- Archdiocese: Hobart
- Installed: 11 February 1930
- Term ended: 20 September 1955
- Predecessor: William Barry
- Successor: Justin Simonds
- Other post: Bishop of Wilcannia–Forbes (1918–1930)

Orders
- Ordination: 28 October 1891 at Collegio Teutonico Chapel, Rome by Giulio Lenti
- Consecration: 8 September 1918 at St Mary's Cathedral, Sydney by Michael Kelly

Personal details
- Born: William Hayden 15 March 1867 Kilkenny, Ireland
- Died: 2 October 1936 (aged 69) Darlinghurst, New South Wales, Australia
- Denomination: Catholic Church
- Occupation: Catholic bishop
- Motto: In omnibus caritas (In all things, charity)

= William Hayden (bishop) =

Irish-born Australian Catholic bishop (1867–1936)

William Hayden (15 March 1867 – 2 October 1936) was an Irish-born Australian bishop of the Catholic Church. He served as Archbishop of Hobart and prior to that, Bishop of Wilcannia–Forbes.

==Early life==
Hayden was born in Bishop's Lough, Co. Kilkenny, Ireland to Charles and Bridget Hayden. His brother Thomas also became a priest for the Archdiocese of Sydney and was elevated to the rank of monsignor. His sister, Mother Mary Stanislaus Hayden, become a Brigidine sister and served in Randwick. She was part of the first group of Brigidine Sisters to travel to Coonamble in 1883.

Hayden began his preliminary studies for the priesthood at St Kieran's College, Kilkenny before furthering his studies at the Pontificio Collegio Urbano de Propaganda Fide in Rome.

==Priesthood==
Hayden was ordained to the priesthood on 28 October 1891 in the Pontificio Collegio Urbano de Propaganda Fide Chapel in Rome by Bishop Giulio Lenti. He travelled to Australia following his ordination and received his first appointment at Concord. He then served at St Mary's Cathedral, Sydney before being appointed parish priest of Albion Park. During his 13 years at Albion Park, he built a convent, school and chapel in Dapto. He also enlarged the church at Shellharbour.He was then transferred to Dulwich Hill, where he built a convent, school and presbytery, while also acquiring new land for the parish. He also founded The Catholic Press newspaper in 1895.

==Episcopate==
On 13 March 1918, he was appointed Bishop of the newly named and expanded Diocese of Wilcannia–Forbes. He was consecrated as a bishop on 8 September 1918 at St Mary's Cathedral, Sydney by Archbishop Michael Kelly.

He proceeded to his new diocese and arrived in Broken Hill on 20 October 1918.

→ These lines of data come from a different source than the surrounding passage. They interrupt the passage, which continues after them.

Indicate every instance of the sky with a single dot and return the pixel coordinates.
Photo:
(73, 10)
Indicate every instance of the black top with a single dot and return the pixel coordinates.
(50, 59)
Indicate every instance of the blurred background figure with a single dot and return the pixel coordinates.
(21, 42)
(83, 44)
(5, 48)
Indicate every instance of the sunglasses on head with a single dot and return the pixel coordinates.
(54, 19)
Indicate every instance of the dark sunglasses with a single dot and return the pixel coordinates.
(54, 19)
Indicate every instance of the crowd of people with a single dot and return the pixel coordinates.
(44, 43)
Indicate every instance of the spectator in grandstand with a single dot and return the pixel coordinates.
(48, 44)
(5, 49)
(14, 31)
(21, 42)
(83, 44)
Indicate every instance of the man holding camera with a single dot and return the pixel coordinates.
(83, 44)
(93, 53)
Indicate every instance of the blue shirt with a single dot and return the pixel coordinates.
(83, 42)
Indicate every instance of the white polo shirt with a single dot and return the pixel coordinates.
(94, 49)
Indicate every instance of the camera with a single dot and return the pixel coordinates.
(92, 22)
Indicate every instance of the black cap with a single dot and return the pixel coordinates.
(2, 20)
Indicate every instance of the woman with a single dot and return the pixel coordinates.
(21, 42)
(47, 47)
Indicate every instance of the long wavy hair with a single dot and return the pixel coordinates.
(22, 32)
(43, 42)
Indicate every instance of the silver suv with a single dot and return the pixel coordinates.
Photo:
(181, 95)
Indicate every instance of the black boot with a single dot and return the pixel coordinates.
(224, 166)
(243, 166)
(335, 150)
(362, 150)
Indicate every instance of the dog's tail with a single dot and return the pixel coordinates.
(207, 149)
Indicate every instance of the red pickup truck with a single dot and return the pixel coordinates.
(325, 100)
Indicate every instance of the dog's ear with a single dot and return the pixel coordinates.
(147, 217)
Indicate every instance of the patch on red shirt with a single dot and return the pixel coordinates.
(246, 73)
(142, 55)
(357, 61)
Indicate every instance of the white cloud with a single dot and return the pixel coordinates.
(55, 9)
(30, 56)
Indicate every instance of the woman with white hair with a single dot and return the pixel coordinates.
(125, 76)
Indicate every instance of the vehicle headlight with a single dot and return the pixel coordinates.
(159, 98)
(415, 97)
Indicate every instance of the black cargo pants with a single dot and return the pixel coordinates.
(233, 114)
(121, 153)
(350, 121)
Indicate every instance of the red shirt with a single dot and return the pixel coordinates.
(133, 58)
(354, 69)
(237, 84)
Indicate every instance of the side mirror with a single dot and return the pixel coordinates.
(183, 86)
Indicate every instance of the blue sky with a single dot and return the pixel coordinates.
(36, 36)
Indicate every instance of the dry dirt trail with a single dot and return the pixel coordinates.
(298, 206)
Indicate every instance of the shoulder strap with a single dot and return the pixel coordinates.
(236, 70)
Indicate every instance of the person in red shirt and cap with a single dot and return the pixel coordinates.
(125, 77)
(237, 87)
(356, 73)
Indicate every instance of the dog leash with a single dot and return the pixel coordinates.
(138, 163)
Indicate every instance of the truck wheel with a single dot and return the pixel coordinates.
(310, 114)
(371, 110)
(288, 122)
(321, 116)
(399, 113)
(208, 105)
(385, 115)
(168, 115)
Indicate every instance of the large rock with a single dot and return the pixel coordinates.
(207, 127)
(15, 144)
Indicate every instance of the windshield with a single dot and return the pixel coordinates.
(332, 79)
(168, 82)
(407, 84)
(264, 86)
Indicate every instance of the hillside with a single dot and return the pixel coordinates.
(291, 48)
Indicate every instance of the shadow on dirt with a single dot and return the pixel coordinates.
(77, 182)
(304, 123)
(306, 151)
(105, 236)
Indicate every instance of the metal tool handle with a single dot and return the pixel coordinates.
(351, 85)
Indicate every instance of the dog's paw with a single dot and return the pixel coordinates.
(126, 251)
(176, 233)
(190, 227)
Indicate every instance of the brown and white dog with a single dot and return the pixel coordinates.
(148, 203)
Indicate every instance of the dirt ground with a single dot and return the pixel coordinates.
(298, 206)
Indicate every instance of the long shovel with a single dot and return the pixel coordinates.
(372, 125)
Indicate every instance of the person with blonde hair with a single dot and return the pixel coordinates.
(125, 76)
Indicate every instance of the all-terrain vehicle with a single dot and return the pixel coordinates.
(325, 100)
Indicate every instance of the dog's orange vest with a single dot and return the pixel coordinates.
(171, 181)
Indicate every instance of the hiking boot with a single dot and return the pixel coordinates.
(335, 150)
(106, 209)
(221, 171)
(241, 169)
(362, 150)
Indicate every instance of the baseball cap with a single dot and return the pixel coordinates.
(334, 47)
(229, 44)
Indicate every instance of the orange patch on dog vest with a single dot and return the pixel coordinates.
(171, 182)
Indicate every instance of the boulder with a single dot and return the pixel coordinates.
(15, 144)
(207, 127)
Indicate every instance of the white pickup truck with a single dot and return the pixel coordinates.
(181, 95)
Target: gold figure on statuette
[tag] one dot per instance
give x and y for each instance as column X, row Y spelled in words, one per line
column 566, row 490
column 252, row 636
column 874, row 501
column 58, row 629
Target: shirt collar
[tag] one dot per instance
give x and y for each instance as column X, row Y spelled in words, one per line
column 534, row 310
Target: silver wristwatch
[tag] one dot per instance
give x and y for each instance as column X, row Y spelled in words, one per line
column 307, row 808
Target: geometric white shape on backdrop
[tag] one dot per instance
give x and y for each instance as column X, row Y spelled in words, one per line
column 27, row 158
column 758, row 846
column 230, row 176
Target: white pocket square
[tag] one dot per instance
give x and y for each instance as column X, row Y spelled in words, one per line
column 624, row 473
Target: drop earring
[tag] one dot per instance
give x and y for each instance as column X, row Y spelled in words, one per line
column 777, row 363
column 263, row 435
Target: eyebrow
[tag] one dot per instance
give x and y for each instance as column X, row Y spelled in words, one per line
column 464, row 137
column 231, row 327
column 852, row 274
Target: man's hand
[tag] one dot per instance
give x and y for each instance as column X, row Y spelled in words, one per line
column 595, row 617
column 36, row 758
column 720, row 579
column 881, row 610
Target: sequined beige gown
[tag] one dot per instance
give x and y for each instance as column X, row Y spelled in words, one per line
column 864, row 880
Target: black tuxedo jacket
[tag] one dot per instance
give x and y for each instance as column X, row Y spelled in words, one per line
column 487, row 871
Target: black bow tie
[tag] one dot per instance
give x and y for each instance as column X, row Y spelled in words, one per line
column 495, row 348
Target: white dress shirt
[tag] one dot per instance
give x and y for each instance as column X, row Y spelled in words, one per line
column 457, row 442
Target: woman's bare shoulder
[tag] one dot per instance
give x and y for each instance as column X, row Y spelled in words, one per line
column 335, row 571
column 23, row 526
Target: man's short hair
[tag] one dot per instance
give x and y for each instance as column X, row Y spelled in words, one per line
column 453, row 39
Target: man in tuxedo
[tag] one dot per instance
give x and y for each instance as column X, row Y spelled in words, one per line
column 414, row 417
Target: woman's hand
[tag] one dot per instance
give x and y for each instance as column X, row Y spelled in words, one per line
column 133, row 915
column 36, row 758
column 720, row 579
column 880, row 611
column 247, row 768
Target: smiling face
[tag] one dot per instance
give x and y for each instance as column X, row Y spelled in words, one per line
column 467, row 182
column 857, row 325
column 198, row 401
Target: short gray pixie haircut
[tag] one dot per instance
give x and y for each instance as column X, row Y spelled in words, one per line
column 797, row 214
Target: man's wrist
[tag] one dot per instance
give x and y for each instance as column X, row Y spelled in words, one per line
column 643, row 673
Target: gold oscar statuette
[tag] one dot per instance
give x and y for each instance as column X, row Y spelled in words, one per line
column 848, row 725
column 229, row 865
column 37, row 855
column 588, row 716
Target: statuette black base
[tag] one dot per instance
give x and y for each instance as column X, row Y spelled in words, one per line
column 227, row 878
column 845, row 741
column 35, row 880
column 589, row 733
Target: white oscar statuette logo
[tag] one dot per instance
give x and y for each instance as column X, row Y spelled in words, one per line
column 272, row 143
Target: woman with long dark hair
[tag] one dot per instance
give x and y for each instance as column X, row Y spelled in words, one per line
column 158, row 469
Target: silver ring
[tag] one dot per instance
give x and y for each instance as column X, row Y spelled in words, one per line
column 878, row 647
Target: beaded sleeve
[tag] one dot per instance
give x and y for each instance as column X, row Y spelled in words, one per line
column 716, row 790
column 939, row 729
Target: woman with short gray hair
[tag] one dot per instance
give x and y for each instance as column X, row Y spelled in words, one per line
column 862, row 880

He quickly developed a sympathetic understanding of the problems and needs of the vast diocese, voicing the grievances and demands of the people of far west New South Wales. He was an ardent champion of the railway from Broken Hill to Sydney. While in the Diocese, he helped the Marist Brothers open five schools in Forbes and Broken Hill. He established new parishes in Carinda and Barham. He built a new convent in Mathoura and established a convent and novitiate in Parkes for the Sisters of Mercy.

===Archbishop of Hobart===
On 11 February 1930, Hayden was appointed Archbishop of Hobart, succeeding Archbishop William Barry. He arrived in the Diocese in May 1930.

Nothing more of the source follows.